Salmon lodge owners eye bass numbers


Nathan DeLong

27 July 2018

Salmon lodge owners eye bass numbers

Declining wild Atlantic salmon stocks in the Miramichi River watershed may be taking a toll on salmon lodge owners.

Last Friday, the Miramichi Salmon Association posted a few videos on YouTube and issued a news release outlining cottage owners’ concerns about booming striped bass populations affecting endangered salmon and, ultimately, their livelihoods.

“We’re quite worried,” said Shawn Betts, manager of Sutter Salmon Club in Doaktown.

Seventeen camp owners wrote a letter calling on Fisheries and Oceans Minister Jonathan Wilkinson to do more to protect salmon and control bass stocks.

Last year, an estimated 994,000 bass spawners plied the river. There were just 26,900 salmon in 2017.

Both species are native to the Miramichi watershed.

The 2018 numbers won’t be known for another few months.

The camp owners wrote that they employ hundreds, if not thousands, of people across the region. They worry that will disappear if salmon keep falling.

To make matters worse, Betts said, 26 cold-water salmon pools were closed to angling for all species on July 5 due to high water temperatures and low levels.

Fishing hours were  reduced to the morning on Tuesday due to warm water. Recreational hooking in several spots is limited to 6 to 11 a.m. until further notice.

Those moves have  Betts scrambling for other entertainment for guests. He had anglers arriving late Wednesday afternoon from Britain.

“I want to bring them downriver and hopefully do some bass or mackerel fishing,” said Betts.

Debbie Norton, who co-owns Upper Oxbow Outdoor Adventures in Red Bank, said she isn’t feeling that  crunch.

She is worried about bass - who have large appetites -  eating more salmon smolts as their population grows, however.

“The bass numbers have greatly exceeded the upper reference limit, or what’s required for a  sustainable population,” said Norton.

“We need to harvest more so this population is more in equilibrium with other species.”

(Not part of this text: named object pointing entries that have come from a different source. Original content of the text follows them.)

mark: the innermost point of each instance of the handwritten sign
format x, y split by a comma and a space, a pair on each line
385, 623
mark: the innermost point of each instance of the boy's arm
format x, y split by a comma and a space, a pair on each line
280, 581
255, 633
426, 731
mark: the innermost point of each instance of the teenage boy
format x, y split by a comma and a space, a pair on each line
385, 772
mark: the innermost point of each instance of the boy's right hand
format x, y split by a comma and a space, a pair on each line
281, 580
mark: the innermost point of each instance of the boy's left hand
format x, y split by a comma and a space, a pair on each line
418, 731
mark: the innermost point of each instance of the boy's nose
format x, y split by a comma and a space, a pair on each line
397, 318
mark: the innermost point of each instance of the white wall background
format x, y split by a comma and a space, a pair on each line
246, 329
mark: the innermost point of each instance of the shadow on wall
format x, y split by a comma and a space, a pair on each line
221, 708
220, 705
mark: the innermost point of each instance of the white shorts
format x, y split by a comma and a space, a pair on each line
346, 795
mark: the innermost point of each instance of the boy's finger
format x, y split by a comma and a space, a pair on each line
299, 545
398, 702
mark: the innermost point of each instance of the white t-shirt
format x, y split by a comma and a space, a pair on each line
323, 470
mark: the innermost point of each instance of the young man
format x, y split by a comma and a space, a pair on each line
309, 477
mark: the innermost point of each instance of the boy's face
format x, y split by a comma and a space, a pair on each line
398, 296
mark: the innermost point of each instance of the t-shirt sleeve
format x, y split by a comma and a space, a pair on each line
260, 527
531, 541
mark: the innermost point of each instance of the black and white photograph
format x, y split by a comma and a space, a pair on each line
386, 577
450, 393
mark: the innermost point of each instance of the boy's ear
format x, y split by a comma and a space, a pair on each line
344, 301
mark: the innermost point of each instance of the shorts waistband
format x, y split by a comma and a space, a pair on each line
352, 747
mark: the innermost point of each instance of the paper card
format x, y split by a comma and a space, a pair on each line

Norton said there likely aren’t many salmon in the river now due to low water and high temperatures, as they’re cold-blooded.

Norton’s venture also operates year-round and has other offerings besides angling. She recently took visitors from Florida and New York on an off-road vehicle tour.

“They were totally blown away by the beauty of our wilderness,” said Norton.

Fisheries and Oceans Canada increased daily bass bag limits and retention limits to three fish for the whole 2018 season.

The federal government dropped the spawn period closure from nine days to five this year and cut the shuttered Northwest Miramichi River section from 9.8 kilometres to 6.5, as well.

In their letter to the feds, the camp owners called for a season from April 15 to Oct. 15 in non-tidal water and until Oct. 31 in tidal water.

They also said the daily retention limit should go up to six, with a two-day possession cap and a slot size restriction to anything exceeding 50 centimetres.

The letter recommended working with First Nations to allow an unlimited commercial striped bass harvest and sales, plus no maximum size for bass kept from fresh water.

Jeff Wilson, Miramichi Striper Cup tournament co-promoter, said an unlimited commercial harvest could plummet striper numbers and harm the recreational fishery’s economic benefits.

But Norton said salmon conservationists don’t want bass wiped out.

“We  have a serious concern that the population is out of control,” she said.  “It needs to be better managed.”

Mark Hambrook, Miramichi Salmon Association president, said predatory bass have gone from 50,000 fish 10 years ago to almost 1 million today.

Twelve years ago, he said, transmitters on young salmon smolts reported 70 per cent of them went from sea to the Miramichi River. Preliminary data this year suggest less than 25 per cent are reaching sea.

Hambrook said some guides who have spent 50 to 60 years on the water have never seen bass as far upstream as Doaktown and beyond.

“Although striped bass fishing has become very popular, it’s has consequences,” said Hambrook.“Our salmon population may drop so low it may never recover again.”